4.1
RethinkDB
Kafka Connect sink connector for writing data from Kafka to RethinkDB.
KCQL support
The following KCQL is supported:
INSERT | UPSERT
INTO <table_name>
SELECT FIELD, ...
FROM <kafka-topic>
[AUTOCREATE]
[PK FIELD, ...]
Concepts
Autocreate
The connector can autocreate a table in RethinkDb using the AUTOCREATE clause.
Primary Key
When creating tables and inserting records the primary keys can be defined by the PK clause.
If none are specified a concatenation of the topic name, partition and offset are used when inserting record. When creating the table with no keys set the
primary key field called id
.
Insert mode
The connector support an insert mode. This corresponds to RethinkDb’s ERROR conflict policy
Upsert mode
The connector support an upsert mode.
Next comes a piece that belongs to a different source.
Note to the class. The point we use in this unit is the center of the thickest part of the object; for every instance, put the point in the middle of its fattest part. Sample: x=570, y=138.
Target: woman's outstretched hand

This corresponds to RethinkDb’s REPLACE conflict policy
Kafka payload support
This sink supports the following Kafka payloads:
- Schema.Struct and Struct (Avro)
- Schema.Struct and JSON
- No Schema and JSON
See connect payloads for more information.
Error polices
The connector supports Error polices .
Quickstart
Launch the stack
- Copy the docker-compose file.
- Bring up the stack.
export CONNECTOR=rethinkdb
docker-compose up -d rethink
Start the connector
If you are using Lenses, login into Lenses and navigate to the connectors page , select RethinkDB as the sink and paste the following:
name=rethink
connector.class=com.datamountaineer.streamreactor.connect.rethink.sink.ReThinkSinkConnector
tasks.max=1
topics=rethink-topic
connect.rethink.db=test
connect.rethink.host=rethink
connect.rethink.port=28015
connect.rethink.kcql=INSERT INTO lenses SELECT * FROM rethink
To start the connector without using Lenses, log into the fastdatadev container:
docker exec -ti fastdata /bin/bash
and create a connector.properties file containing the properties above.
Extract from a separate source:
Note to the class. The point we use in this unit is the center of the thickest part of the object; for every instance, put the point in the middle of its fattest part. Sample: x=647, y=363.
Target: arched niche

Create the connector, with the connect-cli :
connect-cli create rethink < connector.properties
connect-cli create rethink < connector.properties
Wait a for the connector to start and check its running:
connect-cli status rethink
Inserting test data
In the to fastdata container start the kafka producer shell:
kafka-avro-console-producer \
--broker-list localhost:9092 --topic rethink \
--property value.schema='{"type":"record","name":"User","namespace":"com.datamountaineer.streamreactor.connect.rethink"
,"fields":[{"name":"firstName","type":"string"},{"name":"lastName","type":"string"},{"name":"age","type":"int"},{"name":"salary","type":"double"}]}'
the console is now waiting for your input, enter the following:
{"firstName": "John", "lastName": "Smith", "age":30, "salary": 4830}
Check for data in RethinkDB
Go to the ReThink Admin console http://localhost:8080/#tables.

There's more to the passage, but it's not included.